Pembahasan rute ditargetkan rampung sepanjang Agustus 2026. Hasil finalisasi tersebut akan menjadi dasar penentuan jalur operasional sekaligus mendukung integrasi layanan transportasi publik di wilayah Malang Raya.
Dua Skenario Rute Sedang Dimatangkan
Kepala Dishub Jawa Timur Nyono menjelaskan, opsi pertama masih mengacu pada jalur yang telah dibahas sebelumnya, yakni Terminal Arjosari–Terminal Hamid Rusdi–Lawang–Pelawa/Dengkol–Pakis–Kepanjen.
Namun apabila pembahasan belum mencapai kesepakatan, Dishub Jatim telah menyiapkan skenario kedua yang dinilai lebih kondusif.
"Opsi alternatif ini akan memprioritaskan integrasi dari Terminal Hamid Rusdi menuju Talangagung, Kepanjen, melalui akses tol tanpa melintasi Terminal Arjosari," kata Nyono.
Menurutnya, alternatif tersebut disiapkan agar implementasi layanan Trans Jatim tetap berjalan tanpa memunculkan gesekan dengan pelaku angkutan umum yang telah lebih dahulu beroperasi.
Program BTS Disiapkan untuk Angkutan Lokal
Salah satu aspirasi yang disampaikan paguyuban angkutan kota adalah adanya kepastian program Buy The Service (BTS) dari Pemerintah Kota Malang sebagai bentuk perlindungan terhadap pengemudi angkot.
Baca Juga: Segera Seriusi Tawaran Feeder Bus Trans Jatim, Pemkot Lebih Dulu Fokus ke Angkot Pelajar
Melalui skema tersebut, sekitar 80 armada angkutan kota atau lyn biru yang telah memenuhi standar keselamatan direncanakan dialihkan menjadi angkutan sekolah.

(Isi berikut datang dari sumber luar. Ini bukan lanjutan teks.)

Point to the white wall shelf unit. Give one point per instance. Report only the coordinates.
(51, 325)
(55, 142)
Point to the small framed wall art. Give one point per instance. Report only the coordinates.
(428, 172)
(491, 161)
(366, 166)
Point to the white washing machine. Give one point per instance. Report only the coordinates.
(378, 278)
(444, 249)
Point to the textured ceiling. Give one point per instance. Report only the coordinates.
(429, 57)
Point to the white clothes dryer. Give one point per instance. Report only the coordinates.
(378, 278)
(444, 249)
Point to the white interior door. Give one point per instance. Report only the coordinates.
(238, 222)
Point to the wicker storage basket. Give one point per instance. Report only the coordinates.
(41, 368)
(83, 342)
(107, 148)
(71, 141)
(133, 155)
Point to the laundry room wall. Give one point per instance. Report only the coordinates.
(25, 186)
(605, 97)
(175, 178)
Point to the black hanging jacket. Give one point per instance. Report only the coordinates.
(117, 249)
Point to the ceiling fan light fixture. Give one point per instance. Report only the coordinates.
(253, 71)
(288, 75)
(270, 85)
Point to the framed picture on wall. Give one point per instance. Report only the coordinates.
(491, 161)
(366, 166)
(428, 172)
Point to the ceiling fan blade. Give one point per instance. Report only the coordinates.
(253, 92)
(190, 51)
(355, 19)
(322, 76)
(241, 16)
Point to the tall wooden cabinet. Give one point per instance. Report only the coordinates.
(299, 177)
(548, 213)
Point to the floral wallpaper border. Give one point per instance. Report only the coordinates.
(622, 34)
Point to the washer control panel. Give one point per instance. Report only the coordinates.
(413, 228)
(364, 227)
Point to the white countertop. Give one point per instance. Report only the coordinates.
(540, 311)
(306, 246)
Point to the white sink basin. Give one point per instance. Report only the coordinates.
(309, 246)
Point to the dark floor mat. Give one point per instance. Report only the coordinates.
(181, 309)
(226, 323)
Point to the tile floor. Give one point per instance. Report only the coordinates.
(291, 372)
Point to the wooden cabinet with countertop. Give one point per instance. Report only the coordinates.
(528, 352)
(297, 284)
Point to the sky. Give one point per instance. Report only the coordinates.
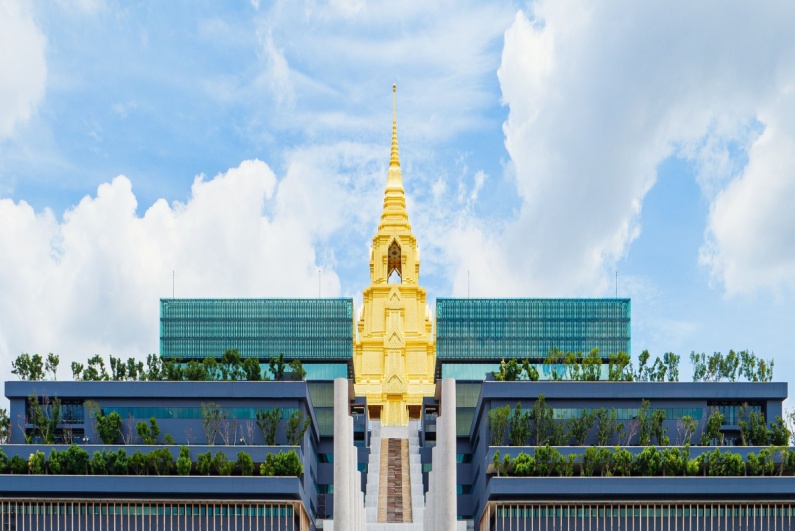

Program itu ditargetkan mulai berjalan pada Agustus 2026.
"Prinsipnya kami merangkul. Pengemudi dan tenaga penunjang seperti petugas kebersihan armada juga diberdayakan dari para pengemudi lyn yang ada. Trans Jatim bukan ancaman, melainkan justru dapat membawa penumpang baru (feeder) bagi angkutan lokal," ujarnya.
Integrasi Transportasi Jadi Prioritas
Selain membahas Koridor II Malang Raya, Dishub Jatim juga terus memantau operasional Trans Jatim Koridor II rute Surabaya–Mojokerto yang sebelumnya mendapat penolakan dari sebagian paguyuban angkutan kota.
Meski demikian, Nyono memastikan layanan di Halte Medaeng tetap berjalan normal dan masih difungsikan sebagai titik transit penumpang.
"Kami berkewajiban memberikan pelayanan transportasi yang aman, nyaman, murah, dan tepat waktu bagi masyarakat. Kalau melarang, mereka harus bisa melayani kebutuhan mobilitas warga dengan armada yang laik dan berizin," tegasnya.
Baca Juga: Livery Bus Trans Jatim Koridor II Malang-Kepanjen Resmi Dirilis, Ini Desainnya
Dishub Jatim berharap finalisasi rute Trans Jatim Malang Raya dapat segera tercapai sehingga seluruh persiapan operasional, mulai penentuan halte hingga integrasi dengan angkutan lokal, bisa diselesaikan sebelum peluncuran layanan pada Oktober 2026.